Why not use all the channels of a function?
var result = app.process(input);
Now imagine the result has been printed for example and it is no longer needed. In your implementation the memory is still siezed (because app object holds reference to it) until the app object is destroyed. In my implementation the momory is released (once the scope of the variable is left) regardless of the app object being destroyed or not.
Returning this
Be very thouthful when returning this
. You hardly ever need to return this
. It only leads to thoughts about saving outputs to the class fields, because it feels like return value is already siezed by this
and thus the real result must be provided through a different channel. But true is that this
is always available to the caller (because they know the reference to the object) and so if the return value channel can be used for something more meaningful, you should do it. And even if there is nothing meaningful to return, you should consider returning void, instead of this
.
Comments
if your code needs a lot of comments to be understandable, it probably lacks some structure (split to more methods maybe…). But maybe some of the comments are not necesary, like here:
Node tempNode = localRoot.pop(); // get the last node
I dont think that comment tells me anything I couldn’t infer from the code itself…

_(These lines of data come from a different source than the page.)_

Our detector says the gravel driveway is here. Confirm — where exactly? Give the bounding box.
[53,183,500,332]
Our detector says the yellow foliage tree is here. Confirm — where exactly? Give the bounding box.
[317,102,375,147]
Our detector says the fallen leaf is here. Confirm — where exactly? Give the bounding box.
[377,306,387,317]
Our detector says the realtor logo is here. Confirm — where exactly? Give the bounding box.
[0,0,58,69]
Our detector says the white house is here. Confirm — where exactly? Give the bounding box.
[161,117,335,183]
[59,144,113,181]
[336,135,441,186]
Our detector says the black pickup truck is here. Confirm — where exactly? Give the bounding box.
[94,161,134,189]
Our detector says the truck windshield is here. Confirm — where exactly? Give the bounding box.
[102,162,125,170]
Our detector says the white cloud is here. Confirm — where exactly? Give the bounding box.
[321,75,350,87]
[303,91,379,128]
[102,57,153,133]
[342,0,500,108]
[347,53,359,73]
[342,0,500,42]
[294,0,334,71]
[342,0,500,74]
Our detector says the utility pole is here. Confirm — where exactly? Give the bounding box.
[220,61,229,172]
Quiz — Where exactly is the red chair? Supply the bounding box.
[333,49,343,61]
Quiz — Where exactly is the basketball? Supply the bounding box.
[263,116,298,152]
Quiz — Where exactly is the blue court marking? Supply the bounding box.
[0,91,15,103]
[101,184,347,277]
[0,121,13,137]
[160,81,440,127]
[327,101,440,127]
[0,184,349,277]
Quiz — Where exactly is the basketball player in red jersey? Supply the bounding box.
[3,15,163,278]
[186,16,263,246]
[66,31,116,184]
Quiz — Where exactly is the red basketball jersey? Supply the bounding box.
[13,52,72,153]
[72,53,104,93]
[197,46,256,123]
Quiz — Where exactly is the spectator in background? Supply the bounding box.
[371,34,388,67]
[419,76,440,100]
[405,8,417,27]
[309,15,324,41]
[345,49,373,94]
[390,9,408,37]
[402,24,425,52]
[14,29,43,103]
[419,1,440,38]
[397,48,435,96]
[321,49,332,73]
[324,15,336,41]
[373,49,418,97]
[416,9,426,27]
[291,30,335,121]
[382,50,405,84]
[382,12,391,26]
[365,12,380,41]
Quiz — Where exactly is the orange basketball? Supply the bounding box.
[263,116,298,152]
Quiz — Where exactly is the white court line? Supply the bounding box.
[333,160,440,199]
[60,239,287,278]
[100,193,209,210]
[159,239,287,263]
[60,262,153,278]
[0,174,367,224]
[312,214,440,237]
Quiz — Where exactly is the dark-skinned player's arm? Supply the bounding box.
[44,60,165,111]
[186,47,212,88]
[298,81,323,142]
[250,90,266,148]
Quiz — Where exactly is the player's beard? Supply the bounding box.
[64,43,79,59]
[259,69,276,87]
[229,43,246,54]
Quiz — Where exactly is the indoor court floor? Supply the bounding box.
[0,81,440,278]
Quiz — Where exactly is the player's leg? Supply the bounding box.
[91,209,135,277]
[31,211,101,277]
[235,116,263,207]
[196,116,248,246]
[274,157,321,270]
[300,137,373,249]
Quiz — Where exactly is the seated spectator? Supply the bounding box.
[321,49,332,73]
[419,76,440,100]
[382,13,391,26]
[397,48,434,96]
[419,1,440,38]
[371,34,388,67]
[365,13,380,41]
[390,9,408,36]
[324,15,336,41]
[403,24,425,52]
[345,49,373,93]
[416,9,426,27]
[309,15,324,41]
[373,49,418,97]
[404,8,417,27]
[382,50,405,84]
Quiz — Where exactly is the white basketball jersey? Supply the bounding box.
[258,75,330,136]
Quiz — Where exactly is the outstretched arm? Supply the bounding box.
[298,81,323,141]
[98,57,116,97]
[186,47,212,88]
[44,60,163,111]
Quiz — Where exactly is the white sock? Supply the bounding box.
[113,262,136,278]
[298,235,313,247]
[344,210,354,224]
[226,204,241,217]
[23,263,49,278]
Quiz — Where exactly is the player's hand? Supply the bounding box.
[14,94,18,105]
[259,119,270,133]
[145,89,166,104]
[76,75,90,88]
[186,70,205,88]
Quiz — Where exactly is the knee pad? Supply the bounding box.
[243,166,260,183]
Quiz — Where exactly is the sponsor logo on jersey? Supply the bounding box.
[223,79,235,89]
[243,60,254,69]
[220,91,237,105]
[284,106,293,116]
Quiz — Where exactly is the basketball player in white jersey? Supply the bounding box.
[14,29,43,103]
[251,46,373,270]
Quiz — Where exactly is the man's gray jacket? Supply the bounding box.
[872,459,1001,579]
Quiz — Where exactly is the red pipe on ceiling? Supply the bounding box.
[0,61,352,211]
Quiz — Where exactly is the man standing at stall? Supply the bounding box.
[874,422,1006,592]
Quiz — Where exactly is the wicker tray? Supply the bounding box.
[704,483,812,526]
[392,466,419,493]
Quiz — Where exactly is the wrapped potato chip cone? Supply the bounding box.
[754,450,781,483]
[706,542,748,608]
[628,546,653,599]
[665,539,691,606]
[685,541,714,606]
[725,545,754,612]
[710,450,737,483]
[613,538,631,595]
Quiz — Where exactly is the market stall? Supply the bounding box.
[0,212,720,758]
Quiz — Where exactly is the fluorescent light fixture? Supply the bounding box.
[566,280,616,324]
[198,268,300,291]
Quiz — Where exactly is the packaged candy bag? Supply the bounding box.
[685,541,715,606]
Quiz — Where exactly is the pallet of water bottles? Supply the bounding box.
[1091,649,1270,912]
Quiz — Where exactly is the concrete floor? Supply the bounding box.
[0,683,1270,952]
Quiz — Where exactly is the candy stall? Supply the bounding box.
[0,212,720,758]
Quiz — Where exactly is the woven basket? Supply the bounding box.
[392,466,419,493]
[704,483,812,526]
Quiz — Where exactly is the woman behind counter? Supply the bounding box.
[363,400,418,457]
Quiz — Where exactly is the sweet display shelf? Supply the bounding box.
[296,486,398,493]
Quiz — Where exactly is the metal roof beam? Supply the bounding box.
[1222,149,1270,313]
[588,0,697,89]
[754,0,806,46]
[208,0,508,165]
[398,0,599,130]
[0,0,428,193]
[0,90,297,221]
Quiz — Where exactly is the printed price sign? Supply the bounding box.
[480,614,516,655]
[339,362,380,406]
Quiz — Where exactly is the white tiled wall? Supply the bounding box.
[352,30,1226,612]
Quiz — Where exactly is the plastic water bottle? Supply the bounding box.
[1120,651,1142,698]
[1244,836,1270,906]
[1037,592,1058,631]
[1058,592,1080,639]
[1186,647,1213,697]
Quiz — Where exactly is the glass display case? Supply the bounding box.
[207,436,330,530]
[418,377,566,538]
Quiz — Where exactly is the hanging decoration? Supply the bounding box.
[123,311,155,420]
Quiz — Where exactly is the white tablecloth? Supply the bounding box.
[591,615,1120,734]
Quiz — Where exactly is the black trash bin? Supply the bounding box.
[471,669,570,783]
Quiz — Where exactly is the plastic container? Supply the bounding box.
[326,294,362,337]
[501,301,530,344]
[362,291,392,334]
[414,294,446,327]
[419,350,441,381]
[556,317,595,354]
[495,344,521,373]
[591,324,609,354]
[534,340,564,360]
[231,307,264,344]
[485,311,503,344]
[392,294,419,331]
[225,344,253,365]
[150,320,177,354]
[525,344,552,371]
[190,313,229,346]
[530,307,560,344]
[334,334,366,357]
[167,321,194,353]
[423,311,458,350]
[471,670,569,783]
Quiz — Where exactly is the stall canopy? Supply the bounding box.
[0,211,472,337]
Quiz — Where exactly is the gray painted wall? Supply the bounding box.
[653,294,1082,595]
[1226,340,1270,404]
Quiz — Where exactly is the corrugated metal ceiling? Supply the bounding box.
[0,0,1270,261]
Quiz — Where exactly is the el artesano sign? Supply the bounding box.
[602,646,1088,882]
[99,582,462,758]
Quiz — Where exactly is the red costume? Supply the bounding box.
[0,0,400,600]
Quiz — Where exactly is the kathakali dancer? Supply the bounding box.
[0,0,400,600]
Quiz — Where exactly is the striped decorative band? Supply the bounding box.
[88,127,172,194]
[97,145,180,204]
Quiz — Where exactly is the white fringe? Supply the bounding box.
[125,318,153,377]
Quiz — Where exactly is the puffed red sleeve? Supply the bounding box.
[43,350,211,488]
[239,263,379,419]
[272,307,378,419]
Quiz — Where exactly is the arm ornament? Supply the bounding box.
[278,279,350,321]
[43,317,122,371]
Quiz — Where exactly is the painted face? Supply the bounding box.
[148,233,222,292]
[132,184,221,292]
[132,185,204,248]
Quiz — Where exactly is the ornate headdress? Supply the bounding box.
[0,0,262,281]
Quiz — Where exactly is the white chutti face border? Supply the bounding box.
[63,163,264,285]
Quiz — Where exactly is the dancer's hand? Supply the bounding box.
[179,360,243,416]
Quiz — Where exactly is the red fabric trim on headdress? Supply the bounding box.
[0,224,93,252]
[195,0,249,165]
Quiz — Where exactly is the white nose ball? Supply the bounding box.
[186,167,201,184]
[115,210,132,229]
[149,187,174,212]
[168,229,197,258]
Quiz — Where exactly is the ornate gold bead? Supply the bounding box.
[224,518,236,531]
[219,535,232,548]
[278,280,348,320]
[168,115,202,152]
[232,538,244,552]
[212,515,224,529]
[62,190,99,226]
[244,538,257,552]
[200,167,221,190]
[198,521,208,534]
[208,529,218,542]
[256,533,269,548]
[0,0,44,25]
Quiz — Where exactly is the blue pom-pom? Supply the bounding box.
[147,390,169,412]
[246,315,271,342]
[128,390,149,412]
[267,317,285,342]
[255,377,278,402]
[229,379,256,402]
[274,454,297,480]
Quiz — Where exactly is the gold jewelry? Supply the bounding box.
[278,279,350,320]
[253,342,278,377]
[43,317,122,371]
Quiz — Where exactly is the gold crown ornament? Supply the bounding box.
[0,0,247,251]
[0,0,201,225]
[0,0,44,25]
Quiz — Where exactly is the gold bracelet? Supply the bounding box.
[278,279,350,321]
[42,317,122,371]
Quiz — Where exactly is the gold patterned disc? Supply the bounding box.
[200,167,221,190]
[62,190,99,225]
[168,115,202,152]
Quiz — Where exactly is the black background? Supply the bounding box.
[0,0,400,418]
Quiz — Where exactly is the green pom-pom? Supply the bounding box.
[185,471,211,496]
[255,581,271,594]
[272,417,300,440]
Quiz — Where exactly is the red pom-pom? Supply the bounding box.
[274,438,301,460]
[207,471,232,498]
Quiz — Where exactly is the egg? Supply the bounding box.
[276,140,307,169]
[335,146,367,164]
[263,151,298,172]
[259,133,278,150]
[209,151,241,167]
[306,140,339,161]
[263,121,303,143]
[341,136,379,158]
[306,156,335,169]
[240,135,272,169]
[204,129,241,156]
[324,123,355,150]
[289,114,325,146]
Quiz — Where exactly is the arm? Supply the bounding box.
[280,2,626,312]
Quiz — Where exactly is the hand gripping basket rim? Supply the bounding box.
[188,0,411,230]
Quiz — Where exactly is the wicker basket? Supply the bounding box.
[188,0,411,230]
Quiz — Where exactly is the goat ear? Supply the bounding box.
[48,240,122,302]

Passing too many arguments
That’s disputable if it’s bad to pass a lot of arguments. If they are needed, then they have to be there. If they repeat on more places a simple data structure could be introduced to condense them together.
Passing them as constructor arguments versus passing them as method arguments is not a good question. They have different purpose. The method should accept all arguments that are available to the caller. Constructor should accept all arguments that are only known to the creator of the object.
If some arguments known to the caller are to be passed through constructor, the caller of the method must also be the creator of the object and that’s often not true. In fact, if you maintain single responsibility of all classes, it will never be true.
Class fileds are like configuration of the object – how it should behave, what it can offer. Method arguments are more like a specification of what the caller wants.